The Honorable Fernando J. Gaitan, Jr., United States District Judge for the Western District of Missouri, sitting by designation. --------
The Sacramento Municipal Utility District, Transmission Agency of Northern California, and Turlock Irrigation District petition for review of a ratemaking order of the Bonneville Power Administration ("BPA") for fiscal years 2018 and 2019 ("BP-18"). In BP-18, the BPA raised the hourly rate for transmission service on the Southern Intertie, a system of power lines operated by the agency. We have jurisdiction under 16 U.S.C. § 839f(e)(5) and (e)(1)(G), and we deny the petition.

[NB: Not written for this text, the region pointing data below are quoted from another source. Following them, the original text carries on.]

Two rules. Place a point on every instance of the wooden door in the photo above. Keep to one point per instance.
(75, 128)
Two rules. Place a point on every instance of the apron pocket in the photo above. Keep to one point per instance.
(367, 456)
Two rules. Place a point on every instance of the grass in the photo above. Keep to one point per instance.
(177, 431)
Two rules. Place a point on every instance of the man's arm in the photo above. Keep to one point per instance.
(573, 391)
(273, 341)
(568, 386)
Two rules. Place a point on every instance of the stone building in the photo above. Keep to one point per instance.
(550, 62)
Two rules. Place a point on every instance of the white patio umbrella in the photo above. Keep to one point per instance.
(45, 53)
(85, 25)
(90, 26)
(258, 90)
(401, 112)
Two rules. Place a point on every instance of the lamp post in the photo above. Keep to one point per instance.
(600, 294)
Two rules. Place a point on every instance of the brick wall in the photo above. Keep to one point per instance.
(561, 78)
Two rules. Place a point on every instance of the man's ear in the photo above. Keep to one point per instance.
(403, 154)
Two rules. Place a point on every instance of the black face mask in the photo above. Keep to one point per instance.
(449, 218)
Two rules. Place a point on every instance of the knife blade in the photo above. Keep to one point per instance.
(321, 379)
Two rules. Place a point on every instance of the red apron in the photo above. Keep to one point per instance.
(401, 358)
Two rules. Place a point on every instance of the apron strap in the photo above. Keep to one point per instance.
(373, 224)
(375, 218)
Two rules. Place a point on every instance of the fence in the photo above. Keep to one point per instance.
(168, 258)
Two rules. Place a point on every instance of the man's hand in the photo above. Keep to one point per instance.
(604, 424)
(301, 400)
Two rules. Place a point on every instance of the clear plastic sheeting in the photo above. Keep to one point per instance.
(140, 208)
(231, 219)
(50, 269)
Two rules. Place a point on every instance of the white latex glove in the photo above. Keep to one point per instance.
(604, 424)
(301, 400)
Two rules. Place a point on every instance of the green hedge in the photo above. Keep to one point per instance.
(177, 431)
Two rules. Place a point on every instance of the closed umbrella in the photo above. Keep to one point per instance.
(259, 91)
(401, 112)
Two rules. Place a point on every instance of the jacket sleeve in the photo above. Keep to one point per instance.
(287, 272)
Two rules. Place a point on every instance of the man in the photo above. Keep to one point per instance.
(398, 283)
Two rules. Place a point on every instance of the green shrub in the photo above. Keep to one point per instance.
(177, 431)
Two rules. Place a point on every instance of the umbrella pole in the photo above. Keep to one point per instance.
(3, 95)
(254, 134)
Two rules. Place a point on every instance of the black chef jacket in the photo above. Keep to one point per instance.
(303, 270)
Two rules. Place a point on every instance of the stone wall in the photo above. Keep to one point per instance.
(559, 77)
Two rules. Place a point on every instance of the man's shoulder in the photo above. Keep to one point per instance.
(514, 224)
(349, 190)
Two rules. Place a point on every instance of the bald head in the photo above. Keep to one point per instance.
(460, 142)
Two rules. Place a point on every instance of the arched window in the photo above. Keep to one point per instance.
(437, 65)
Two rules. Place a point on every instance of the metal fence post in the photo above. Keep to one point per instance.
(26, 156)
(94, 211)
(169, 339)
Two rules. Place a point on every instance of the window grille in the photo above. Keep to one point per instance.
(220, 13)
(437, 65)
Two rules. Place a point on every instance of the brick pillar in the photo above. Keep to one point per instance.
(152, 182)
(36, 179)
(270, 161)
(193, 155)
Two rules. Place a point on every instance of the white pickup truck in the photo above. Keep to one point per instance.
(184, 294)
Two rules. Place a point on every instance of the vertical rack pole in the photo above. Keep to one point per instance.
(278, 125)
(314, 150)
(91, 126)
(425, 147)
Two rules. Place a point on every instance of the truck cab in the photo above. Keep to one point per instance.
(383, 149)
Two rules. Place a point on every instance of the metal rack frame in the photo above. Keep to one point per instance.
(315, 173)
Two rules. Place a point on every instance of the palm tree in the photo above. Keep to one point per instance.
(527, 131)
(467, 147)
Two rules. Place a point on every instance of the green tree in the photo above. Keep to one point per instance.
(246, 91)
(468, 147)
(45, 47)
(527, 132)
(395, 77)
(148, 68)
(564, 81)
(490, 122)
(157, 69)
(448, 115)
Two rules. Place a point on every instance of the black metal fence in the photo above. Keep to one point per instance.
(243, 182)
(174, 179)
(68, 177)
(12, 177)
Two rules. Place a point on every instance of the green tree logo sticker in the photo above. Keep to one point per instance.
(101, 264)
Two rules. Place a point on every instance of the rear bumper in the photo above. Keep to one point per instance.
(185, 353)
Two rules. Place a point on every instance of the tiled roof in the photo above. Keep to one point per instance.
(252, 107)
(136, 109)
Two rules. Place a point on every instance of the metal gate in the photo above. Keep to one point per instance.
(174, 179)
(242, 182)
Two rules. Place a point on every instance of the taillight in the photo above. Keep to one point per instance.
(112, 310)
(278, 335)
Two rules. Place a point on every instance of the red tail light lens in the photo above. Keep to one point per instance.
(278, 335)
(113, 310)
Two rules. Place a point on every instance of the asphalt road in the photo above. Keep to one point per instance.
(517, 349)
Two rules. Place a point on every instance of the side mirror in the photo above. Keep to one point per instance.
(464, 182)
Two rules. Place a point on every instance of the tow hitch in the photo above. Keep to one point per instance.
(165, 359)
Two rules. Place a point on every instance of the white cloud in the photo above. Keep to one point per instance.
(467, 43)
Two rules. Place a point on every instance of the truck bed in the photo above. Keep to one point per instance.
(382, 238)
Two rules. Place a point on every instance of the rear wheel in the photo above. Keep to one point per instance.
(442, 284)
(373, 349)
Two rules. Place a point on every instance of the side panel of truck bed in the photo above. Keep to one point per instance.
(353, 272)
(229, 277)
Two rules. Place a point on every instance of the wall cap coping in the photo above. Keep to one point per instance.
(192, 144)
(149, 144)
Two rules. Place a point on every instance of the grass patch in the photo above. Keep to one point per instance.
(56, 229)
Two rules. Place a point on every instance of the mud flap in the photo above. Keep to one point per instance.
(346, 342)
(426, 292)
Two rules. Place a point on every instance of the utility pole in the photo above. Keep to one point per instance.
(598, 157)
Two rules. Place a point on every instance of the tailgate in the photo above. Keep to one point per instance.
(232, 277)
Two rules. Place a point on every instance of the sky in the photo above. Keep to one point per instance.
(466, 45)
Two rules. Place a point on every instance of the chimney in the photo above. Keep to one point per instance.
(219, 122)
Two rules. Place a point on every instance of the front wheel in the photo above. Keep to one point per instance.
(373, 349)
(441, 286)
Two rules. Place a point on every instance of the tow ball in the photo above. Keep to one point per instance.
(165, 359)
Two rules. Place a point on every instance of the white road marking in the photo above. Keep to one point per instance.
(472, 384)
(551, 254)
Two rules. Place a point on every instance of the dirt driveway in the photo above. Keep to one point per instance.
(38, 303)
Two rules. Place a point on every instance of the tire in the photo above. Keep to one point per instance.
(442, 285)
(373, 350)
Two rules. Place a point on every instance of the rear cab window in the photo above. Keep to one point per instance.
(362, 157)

1. Substantial evidence supports the BPA's decision to raise the hourly rate to incentivize the purchase of long-term firm ("LTF") transmission service, which provides a more reliable and predictable source of income than hourly service. See 16 U.S.C. § 839f(e)(2); see also Cent. Lincoln Peoples' Util. Dist. v. Johnson, 735 F.2d 1101, 1122 (9th Cir. 1984) (noting that the BPA can design rates "to give BPA customers price signals"). Citing the number of LTF contracts up for renewal and the decrease in the queue of new requests for service, the BPA reasonably concluded that it faced a risk of LTF non-renewals. The agency reasonably determined that in the absence of an increase in the hourly rate, its customers were less likely to renew LTF service, in part because of increases in solar generating capacity in California and seams issues between the Southern Intertie and neighboring markets. In so concluding, the BPA cited independent research showing that the number of peak hours for transmission had declined, and comments from LTF customers considering nonrenewal of their contracts.
2. The BPA did not arbitrarily and capriciously depart from a 2016 ratemaking decision ("BP-16"). See 16 U.S.C. § 839f(e)(2); FCC v. Fox Television Stations, Inc., 556 U.S. 502, 515-16 (2009). In BP-16, the BPA declined to adopt a proposal to increase the hourly rate, concluding that additional research was required. After gathering that evidence and considering non-rate alternatives, the BPA adopted a different rate solution than proposed in the prior ratemaking.
3. The BPA did not arbitrarily and capriciously depart from any relevant non-discrimination or cost-based rate setting principles. By incentivizing LTF service, the revised rate for hourly service in BP-18 complies with the BPA's statutory mandate to recover its costs. 16 U.S.C. § 839e(a)(1). No undue discrimination standard applies here, because the Federal Energy Regulatory Commission ("FERC") did not order the BPA "to provide transmission service" on the Southern Intertie under 16 U.S.C. §§ 824i, 824j, or 824l. Id. § 824k(i). Nor does FERC Order No. 888 apply; the BPA agreed to follow that order only in relation to the terms and conditions of transmission service, not transmission rates.
4. The petitioners failed to exhaust their contention that BP-18 violates 16 U.S.C. § 838g by failing to provide "the lowest possible rates to consumers consistent with sound business principles." Therefore, even assuming the argument is subject in general to judicial review, we decline to address it here. See Marathon Oil Co. v. United States, 807 F.2d 759, 767-68 (9th Cir. 1986).